HUP
Raise your hand: How many of you have heard of Heisenberg's Uncertainty Principle (HUP)?The form you're most likely familiar is: dx dp > constant. In words, the more information you have about an object’s position (x), the less information you can have about it’s momentum (p) [at a particular moment in time]. The less familiar form, but mathematically equivalent, is: dE dt > constant. In this version, E is energy and t is time.
I hate when people misuse the HUP or draw a feeble analogy to something completely unrelated.
But I’m going to do that now, because I’m trying to write a brief statement of a very general idea for a dissertation topic, and I’m running into trouble. Here’s the problem.
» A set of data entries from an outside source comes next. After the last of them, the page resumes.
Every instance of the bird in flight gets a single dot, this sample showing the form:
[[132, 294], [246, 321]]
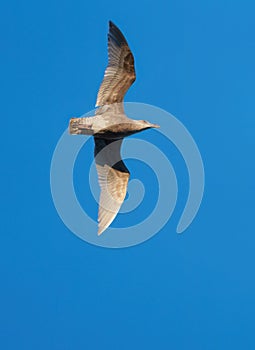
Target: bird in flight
[[110, 125]]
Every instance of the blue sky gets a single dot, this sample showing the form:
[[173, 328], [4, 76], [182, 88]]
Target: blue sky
[[195, 290]]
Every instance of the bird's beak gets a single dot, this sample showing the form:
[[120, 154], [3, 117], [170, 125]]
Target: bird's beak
[[154, 125]]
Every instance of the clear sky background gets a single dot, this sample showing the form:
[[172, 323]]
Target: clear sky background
[[194, 59]]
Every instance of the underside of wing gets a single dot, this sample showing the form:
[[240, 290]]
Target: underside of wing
[[113, 178], [120, 72]]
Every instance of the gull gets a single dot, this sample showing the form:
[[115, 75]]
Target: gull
[[110, 125]]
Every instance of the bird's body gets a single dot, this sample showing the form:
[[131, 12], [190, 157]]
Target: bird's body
[[110, 125]]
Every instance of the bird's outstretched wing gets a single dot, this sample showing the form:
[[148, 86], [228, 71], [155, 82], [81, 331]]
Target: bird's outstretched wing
[[120, 72], [113, 178]]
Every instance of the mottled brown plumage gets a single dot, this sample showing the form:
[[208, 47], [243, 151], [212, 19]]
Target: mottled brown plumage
[[110, 125]]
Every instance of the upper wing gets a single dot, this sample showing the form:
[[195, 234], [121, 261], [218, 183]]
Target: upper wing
[[113, 178], [120, 72]]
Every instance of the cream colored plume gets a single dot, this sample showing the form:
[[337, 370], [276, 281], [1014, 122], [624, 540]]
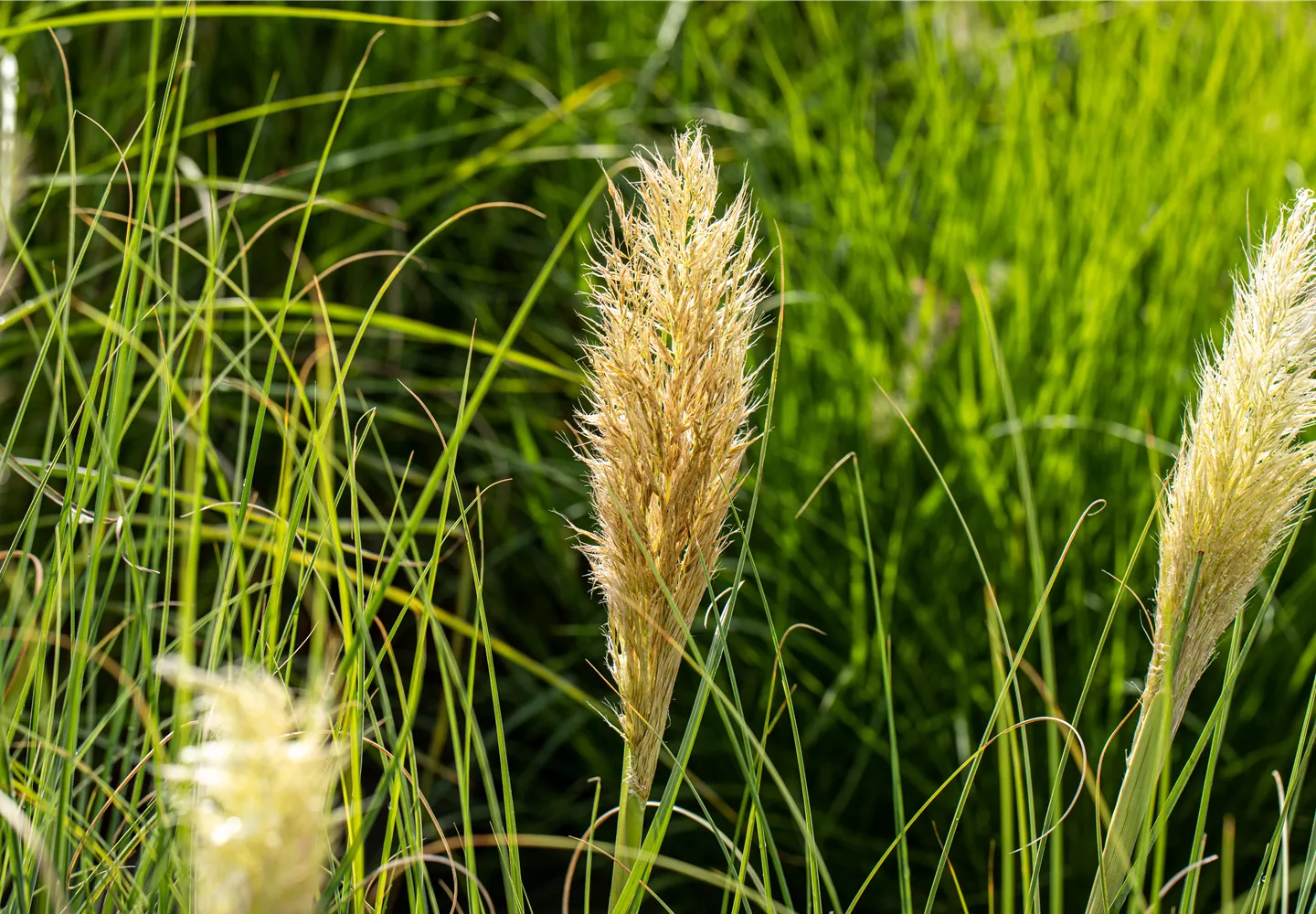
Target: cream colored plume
[[675, 287], [1244, 472], [254, 794]]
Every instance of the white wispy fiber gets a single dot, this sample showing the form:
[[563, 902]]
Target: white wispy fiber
[[254, 793], [1244, 471]]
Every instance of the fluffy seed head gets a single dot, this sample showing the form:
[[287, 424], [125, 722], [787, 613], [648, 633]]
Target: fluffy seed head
[[664, 427], [1243, 474], [254, 794]]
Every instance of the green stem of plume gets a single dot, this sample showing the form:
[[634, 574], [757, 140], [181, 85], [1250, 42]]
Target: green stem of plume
[[631, 833], [1130, 819]]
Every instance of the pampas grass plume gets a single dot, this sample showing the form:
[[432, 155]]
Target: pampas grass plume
[[1244, 472], [675, 289], [254, 793]]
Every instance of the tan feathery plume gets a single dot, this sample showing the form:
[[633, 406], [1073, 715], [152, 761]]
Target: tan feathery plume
[[1243, 474], [254, 793], [664, 430], [1237, 487]]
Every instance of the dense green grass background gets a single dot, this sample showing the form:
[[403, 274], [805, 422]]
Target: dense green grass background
[[1086, 175]]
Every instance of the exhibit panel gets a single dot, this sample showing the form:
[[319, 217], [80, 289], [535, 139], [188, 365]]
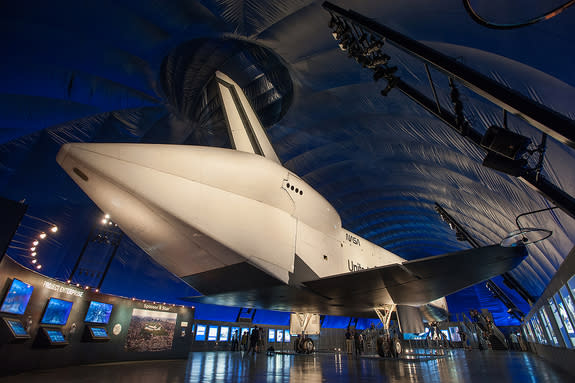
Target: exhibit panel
[[46, 323]]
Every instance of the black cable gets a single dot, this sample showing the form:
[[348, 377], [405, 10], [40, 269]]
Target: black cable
[[479, 20]]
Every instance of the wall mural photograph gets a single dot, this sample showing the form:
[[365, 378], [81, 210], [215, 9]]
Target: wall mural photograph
[[151, 330]]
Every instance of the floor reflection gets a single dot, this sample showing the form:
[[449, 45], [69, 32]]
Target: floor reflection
[[225, 366], [454, 366]]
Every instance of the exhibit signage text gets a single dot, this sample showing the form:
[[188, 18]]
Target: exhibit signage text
[[157, 307]]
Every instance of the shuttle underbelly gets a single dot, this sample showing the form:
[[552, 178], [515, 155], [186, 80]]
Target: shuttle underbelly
[[187, 226]]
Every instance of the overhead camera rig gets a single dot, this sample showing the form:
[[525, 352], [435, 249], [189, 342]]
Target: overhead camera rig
[[363, 39]]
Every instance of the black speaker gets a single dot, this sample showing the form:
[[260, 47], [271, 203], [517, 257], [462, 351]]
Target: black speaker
[[505, 142], [12, 213]]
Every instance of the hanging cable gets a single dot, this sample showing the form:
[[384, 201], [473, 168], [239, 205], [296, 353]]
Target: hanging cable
[[479, 20]]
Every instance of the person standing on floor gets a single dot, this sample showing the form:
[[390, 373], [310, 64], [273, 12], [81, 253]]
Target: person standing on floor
[[254, 338], [357, 342], [235, 340], [244, 341]]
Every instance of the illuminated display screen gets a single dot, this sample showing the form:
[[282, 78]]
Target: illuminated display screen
[[201, 332], [99, 332], [17, 327], [454, 334], [224, 334], [236, 333], [559, 322], [57, 312], [17, 298], [547, 325], [272, 335], [55, 336], [212, 333], [565, 318], [98, 312]]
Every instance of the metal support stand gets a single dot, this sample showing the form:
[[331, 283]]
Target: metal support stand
[[384, 314]]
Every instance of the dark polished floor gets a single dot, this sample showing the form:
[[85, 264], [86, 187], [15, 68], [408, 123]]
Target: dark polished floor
[[455, 366]]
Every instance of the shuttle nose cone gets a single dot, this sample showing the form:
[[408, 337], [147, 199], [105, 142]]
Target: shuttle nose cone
[[63, 153]]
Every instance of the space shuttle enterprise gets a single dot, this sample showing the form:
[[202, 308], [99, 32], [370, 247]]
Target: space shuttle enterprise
[[245, 231]]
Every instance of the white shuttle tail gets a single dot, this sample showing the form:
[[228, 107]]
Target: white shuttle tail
[[246, 131]]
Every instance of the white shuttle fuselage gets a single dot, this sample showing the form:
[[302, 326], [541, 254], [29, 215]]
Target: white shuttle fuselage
[[196, 209]]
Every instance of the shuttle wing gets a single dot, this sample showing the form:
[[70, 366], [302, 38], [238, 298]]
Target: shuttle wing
[[419, 281]]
Say I am interested in a long time period – 40 years or so. Say I am also interested in a topic of wide scope– say “print culture in American physics”.
It would seem to me that one would have to pick a narrow topic (read: graduate-level textbook publication in American high energy physics) and a long time period (40 years) OR a broad topic (print culture in American physics) and a short time period (5 years).
So we have the Dissertation Inequality Principle (DIP): dS dt < constant. Note the inequality is inverted. The broader the topical scope of the dissertation thematically (S), the shorter the time period you can consider (t), and vice versa. Having a wide scope and a time frame – in other words, attempting some sort of synthetic work – would violate the DIP. A dissertation that violates the DIP is more than likely bound for the morgue. (No pun intended.)
And with that, I have fulfilled my daily mathematics quota and sufficiently annoyed myself by bastardizing a perfectly good scientific rule into a historical rule.